Remathilis
Legend
That's was a bit of my fear when I looked at the playtest; each class was a skeleton of proficiencies and some locked-in class functions, then just a long list of options that you slot in at various levels. It even picked up the oddity of locking certain playstyles into certain classes (such as paladins missing abilities if not in heavy armor).
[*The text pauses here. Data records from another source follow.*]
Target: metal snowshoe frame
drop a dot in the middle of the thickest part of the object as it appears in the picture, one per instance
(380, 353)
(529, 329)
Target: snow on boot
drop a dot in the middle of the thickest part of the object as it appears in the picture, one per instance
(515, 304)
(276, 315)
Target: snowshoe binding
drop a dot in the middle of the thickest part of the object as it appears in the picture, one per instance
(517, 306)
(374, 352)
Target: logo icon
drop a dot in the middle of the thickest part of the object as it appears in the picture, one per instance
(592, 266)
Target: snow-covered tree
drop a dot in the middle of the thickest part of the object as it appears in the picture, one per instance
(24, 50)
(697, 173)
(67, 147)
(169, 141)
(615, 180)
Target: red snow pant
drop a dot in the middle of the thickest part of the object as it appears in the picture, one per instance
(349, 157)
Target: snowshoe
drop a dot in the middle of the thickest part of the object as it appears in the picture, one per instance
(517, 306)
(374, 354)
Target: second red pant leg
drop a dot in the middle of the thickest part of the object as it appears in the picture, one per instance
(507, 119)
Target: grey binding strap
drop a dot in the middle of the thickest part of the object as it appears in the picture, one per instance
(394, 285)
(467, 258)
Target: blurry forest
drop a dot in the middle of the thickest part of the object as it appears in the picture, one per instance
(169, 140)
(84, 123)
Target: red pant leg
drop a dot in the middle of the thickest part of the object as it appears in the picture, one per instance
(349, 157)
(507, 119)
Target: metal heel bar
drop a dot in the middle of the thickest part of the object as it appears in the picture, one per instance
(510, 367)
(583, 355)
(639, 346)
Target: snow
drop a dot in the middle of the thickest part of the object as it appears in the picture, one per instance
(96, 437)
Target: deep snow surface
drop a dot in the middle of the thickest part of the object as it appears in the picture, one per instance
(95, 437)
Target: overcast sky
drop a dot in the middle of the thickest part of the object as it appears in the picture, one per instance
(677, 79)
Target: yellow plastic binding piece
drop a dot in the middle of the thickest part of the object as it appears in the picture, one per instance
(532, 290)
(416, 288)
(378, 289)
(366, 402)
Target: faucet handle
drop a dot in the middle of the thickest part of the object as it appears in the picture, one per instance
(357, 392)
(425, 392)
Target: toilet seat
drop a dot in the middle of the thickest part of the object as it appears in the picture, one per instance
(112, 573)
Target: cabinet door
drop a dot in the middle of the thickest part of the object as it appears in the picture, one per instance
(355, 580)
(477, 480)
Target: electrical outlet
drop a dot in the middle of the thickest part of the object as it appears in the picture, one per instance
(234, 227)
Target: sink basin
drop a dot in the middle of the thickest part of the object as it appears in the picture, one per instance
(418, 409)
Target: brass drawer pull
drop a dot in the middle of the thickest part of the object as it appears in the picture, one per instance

Granted, they kept a form of vancian magic and different cooldown mechanics rather than ADEU, but I did see more than a passing note of "well what if we tried that idea but didn't make it suck?"This is interesting.
I cannot fathom why and how Paizo seems to go in the direction of 4E with lots of measured (=bland) "samey-feeling" powers, when that is what made 4E bomb.
Especially since they have 5E to look at, where people aren't complaining (about player abilities; defanged monsters is another thing).
It boggles the mind why Paizo would end up with something that draws comparisons to the failed edition while trying to avoid comparisons to the wildly successful and well-regarded one... [emoji46]
Of course, as I've said before, Paizo is trying to fix the same problem WotC was a decade earlier; how to make classes flexible to hold a variety of class features without resorting to hundreds of prestige classes, alternate class features, substitution levels, themes, archetypes, and variant classes. How do you keep all those options balanced? How do you slow the roll of new classes nearly every book? The answers they found matched WotC: broader classes with much of its power locked into bite sized chunks, and those chunks being roughly even in power to allow real choice and keep things balanced. Ergo, classes devolve into menus of carefully curated abilities (feats or powers).